Recently, I wrote a short report about graphs and matrices for an assignment in my linear algebra class. So I thought I would write it here on my blog as well. I thought just uploading the pdf, but its written in Korean so here we go.
Graphs and Adjacency Matrix
A graph consists of multiple points called a vertex and edges that connect two vertices. When two vertices are connected, we call these two adjacent. It is not necessary for an edge to connect two different vertices. Also, the same two vertices can be connected by more than one edge, but for the sake of simplicity, let’s assume this is not the case.
A graph can be represented as a matrix, and operations on this matrix can tell us a few things about the graph. A graph can be represented as a matrix in the following way:
Let $G$ be a graph with $n$ vertices. Then the adjacency matrix of $G$ is a $n \times n$ matrix $A$ where
\[a_{ij} = \begin{cases} 1 &\text{$i$ and $j$ are adjacent}\\ 0 &\text{otherwise} \end{cases}\]is true.
The following matrix is the adjacency matrix $A$ of the graph in the image above.
\[A = \begin{bmatrix} 0 & 1 & 1 & 1\\ 1 & 1 & 1 & 0\\ 1 & 1 & 0 & 0\\ 1 & 0 & 0 & 0 \end{bmatrix}\]The adjacency matrix of a graph has an interesting property. Consider the following matrix $A^2$.

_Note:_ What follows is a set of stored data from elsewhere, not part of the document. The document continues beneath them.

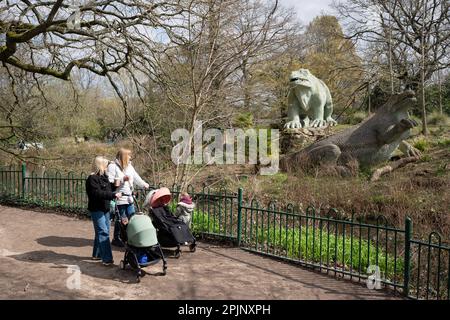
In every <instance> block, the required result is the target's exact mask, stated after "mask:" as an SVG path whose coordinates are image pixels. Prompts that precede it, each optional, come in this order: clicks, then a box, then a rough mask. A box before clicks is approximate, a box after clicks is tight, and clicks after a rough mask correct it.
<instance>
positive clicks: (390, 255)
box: [192, 210, 403, 280]
mask: <svg viewBox="0 0 450 320" xmlns="http://www.w3.org/2000/svg"><path fill="white" fill-rule="evenodd" d="M192 222H193V223H192V231H193V233H194V235H199V234H201V233H215V234H221V233H223V230H221V226H220V224H219V222H218V220H217V219H214V216H213V215H208V214H207V213H205V212H202V211H199V210H195V211H194V214H193V217H192ZM222 229H223V227H222ZM242 232H243V233H242V235H243V238H242V241H243V243H246V245H247V246H251V247H256V245H258V248H259V250H262V251H264V248H262V247H265V248H270V250H271V252H276V253H278V254H279V255H283V256H286V257H288V258H292V259H302V260H306V261H311V262H314V263H319V262H320V263H322V264H328V265H329V266H334V265H336V266H339V267H341V268H344V269H346V270H349V269H350V268H351V269H352V270H359V271H360V272H361V273H363V274H364V273H365V272H366V270H367V268H368V267H369V266H370V265H378V266H379V268H380V271H381V272H382V273H383V275H384V276H385V277H386V279H388V280H392V279H393V277H394V276H395V275H397V276H398V275H401V274H402V272H403V261H402V260H401V259H399V258H398V257H397V261H396V263H395V259H394V257H393V256H392V255H391V254H388V253H386V252H385V251H384V248H382V247H381V246H378V248H377V246H376V245H374V244H373V243H371V242H369V241H367V240H364V239H361V240H360V239H359V238H358V237H355V236H354V237H353V238H351V237H349V236H347V235H345V236H343V235H342V234H338V235H337V236H336V235H335V234H334V233H333V232H330V233H329V234H328V233H327V232H326V228H323V229H322V231H321V229H320V228H315V227H302V230H301V232H300V230H299V229H297V228H296V229H293V228H285V227H276V228H273V227H272V228H264V229H261V228H256V227H255V225H253V226H249V225H246V226H245V230H244V226H243V230H242ZM377 249H378V250H377ZM377 252H378V260H377V254H376V253H377Z"/></svg>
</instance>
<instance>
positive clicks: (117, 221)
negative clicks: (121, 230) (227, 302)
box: [114, 203, 135, 240]
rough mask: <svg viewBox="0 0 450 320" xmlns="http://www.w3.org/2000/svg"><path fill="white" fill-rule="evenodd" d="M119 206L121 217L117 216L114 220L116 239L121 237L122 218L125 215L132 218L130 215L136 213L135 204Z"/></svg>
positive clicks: (118, 206)
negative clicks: (134, 208) (120, 232)
mask: <svg viewBox="0 0 450 320" xmlns="http://www.w3.org/2000/svg"><path fill="white" fill-rule="evenodd" d="M117 208H118V209H119V217H117V216H116V217H115V222H114V239H116V240H117V239H119V238H120V219H121V218H123V217H127V218H128V219H130V217H131V216H132V215H133V214H134V213H135V210H134V204H132V203H129V204H121V205H118V206H117Z"/></svg>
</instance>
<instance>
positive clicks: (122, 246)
mask: <svg viewBox="0 0 450 320" xmlns="http://www.w3.org/2000/svg"><path fill="white" fill-rule="evenodd" d="M111 245H113V246H115V247H120V248H122V247H124V244H123V242H122V241H121V240H120V239H113V241H111Z"/></svg>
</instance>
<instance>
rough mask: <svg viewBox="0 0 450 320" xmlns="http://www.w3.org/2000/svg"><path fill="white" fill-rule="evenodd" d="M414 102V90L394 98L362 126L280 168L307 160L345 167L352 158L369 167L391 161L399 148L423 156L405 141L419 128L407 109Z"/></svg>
mask: <svg viewBox="0 0 450 320" xmlns="http://www.w3.org/2000/svg"><path fill="white" fill-rule="evenodd" d="M415 101H416V98H415V96H414V92H412V91H406V92H404V93H401V94H397V95H393V96H392V97H391V98H390V99H389V100H388V101H387V102H386V103H385V104H384V105H383V106H382V107H380V108H379V109H378V110H377V111H376V113H375V114H373V115H372V116H370V117H369V118H367V119H366V120H364V121H363V122H362V123H360V124H359V125H357V126H355V127H352V128H349V129H346V130H344V131H342V132H339V133H336V134H334V135H331V136H329V137H326V138H324V139H322V140H319V141H317V142H315V143H313V144H311V145H310V146H308V147H307V148H305V149H302V150H300V151H298V152H296V153H294V154H293V155H290V156H288V157H287V158H285V159H283V160H282V161H281V162H282V163H281V166H282V167H286V162H288V163H298V162H300V161H305V159H307V161H308V162H309V163H310V164H314V165H318V164H321V165H337V166H344V167H345V165H346V164H348V163H349V161H350V160H351V159H356V160H357V161H358V163H359V165H360V166H365V167H370V166H373V165H376V164H378V163H381V162H384V161H387V160H389V158H390V157H391V155H392V153H393V151H395V149H397V148H398V147H399V149H400V151H402V152H403V153H405V154H406V155H408V156H416V157H417V156H420V152H419V151H418V150H417V149H415V148H414V147H412V146H411V145H409V144H408V143H407V142H406V141H404V140H405V139H407V138H408V137H409V135H410V129H411V128H413V127H415V126H417V122H416V121H414V120H413V119H410V118H409V116H408V109H410V108H411V107H412V106H413V105H414V103H415ZM283 163H284V164H283ZM288 166H290V165H288Z"/></svg>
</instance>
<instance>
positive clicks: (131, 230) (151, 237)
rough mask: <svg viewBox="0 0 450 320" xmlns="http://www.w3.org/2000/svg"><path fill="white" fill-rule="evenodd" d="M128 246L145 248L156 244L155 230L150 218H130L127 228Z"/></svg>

\[A^2 = \begin{bmatrix} 3 & 2 & 1 & 0\\ 2 & 3 & 2 & 1\\ 1 & 2 & 2 & 1\\ 0 & 1 & 1 & 1 \end{bmatrix}\]If you look at the graph closely, you can see that the $(i,j)$ component of $A^2$ is equal to the number of paths in the graph of length 2, that start from $v_i$ and end at $v_j$. If you think about this, the $(i,j)$ component of $A^2$ is calculated as the sum of $a_{ik}a_{kj}$ for all $1 \leq k \leq n$. The only way for this to be non-zero is for $a_{ik}$ and $a_{kj}$ to be both non-zero, or one. This means that there is an edge that connects $v_i$ and $v_k$, and an edge that connects $v_k$ and $v_j$. In other words, there is a path from $v_i$ to $v_j$ whose length is 2. Obviously, the sum would give the number of such paths. This can be expanded to the following statement.
Let $A$ be the adjacency matrix of $G$. Then the $(i,j)$ component of $A^n$ is equal to the number of paths from $v_i$ to $v_j$ that has a length of $n$.
$Proof$: The statement can be solved using induction. When $n = 1$, $a_{ij}$ should give the number of paths from $v_i$ to $v_j$. This is the definition of an adjacency matrix, and thus is true. Next, lets assume that $A^k_{ij}$ is equal to the number of paths from $v_i$ to $v_j$ that has a length of $k$. Then, $A_{ij}^{k+1} = \Sigma_{l=1}^{m} A^k_{il} A_{lj}$. For some vertex $v_l$, $A^k_{il}$ is equal to the number of paths from $v_i$ to $v_l$ with length $k$, and $A_{lj}$ is equal to the number of paths from $v_l$ to $v_j$ with length 1(this is either 1 or 0). There for the product of these two will be the number of paths with length $k+1$ from $v_i$ to $v_j$ that passes $v_l$. Adding this for all $v_l$ will give us the number of paths from $v_i$ to $v_j$ that has a length f $k+1$, proving the inductive step. $\blacksquare$
Bipartite Graphs
If vertices of a graph can be separated into two groups $U$ and $V$ so that for every edge a vertex from one end is in $U$ and the other is in $V$, we call this graph bipartite.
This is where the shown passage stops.